Storing and querying data with SQLite

Storing and querying data with SQLite#

Learning objectives

By the end of this lab, you will be able to:

Create an SQLite database and populate it with pandas DataFrames using to_sql()
Query a database using SQL via read_sql()
Use SQL SELECT, WHERE, and JOIN clauses to extract data
Combine SQL queries with pandas operations to analyse results

This lab puts into practice the concepts introduced in the Configuring and populating a relational database and Interacting with databases using Pandas chapters. You will take the Caravaggio dataset from Working with data in pandas and store it in an SQLite database, then use SQL queries to extract information from it.

The dataset#

This lab uses the same dataset from Working with data in pandas. If you no longer have the files, you can download them again by clicking on each name:

artworks.csv: a catalogue of 15 paintings by Caravaggio with their title, year, genre, dimensions (height and width in cm), and the museum where they are held
museums.csv: a list of 11 Italian museums and churches with their city, type, and founding year
collections.csv: a table linking each artwork to its room within the museum and its conservation condition

Download the three files and place them in the same folder where you will write your Python code.

Part 1: Building the database#

In Working with data in pandas, you worked with three CSV files about Caravaggio’s artworks in Italian museums. All the data lived in CSV files, and you used pandas to load, query, and combine it.

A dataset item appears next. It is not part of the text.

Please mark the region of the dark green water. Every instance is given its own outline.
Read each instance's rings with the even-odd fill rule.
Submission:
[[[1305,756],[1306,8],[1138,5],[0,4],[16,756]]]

Now you will store the same data in an SQLite database. The advantage of a database is that data is stored persistently in a structured format, and you can use SQL, a dedicated query language, to extract exactly the information you need.

Exercise 1.1: Create the database and populate it#

Load the three CSV files (artworks.csv, museums.csv, collections.csv) into pandas DataFrames, using the same dtype specifications as in the previous lab. Then, create an SQLite database called caravaggio.db and store each DataFrame as a table using to_sql(). Use if_exists="replace" so the code can be run multiple times without errors, and index=False to avoid writing the pandas index as a column.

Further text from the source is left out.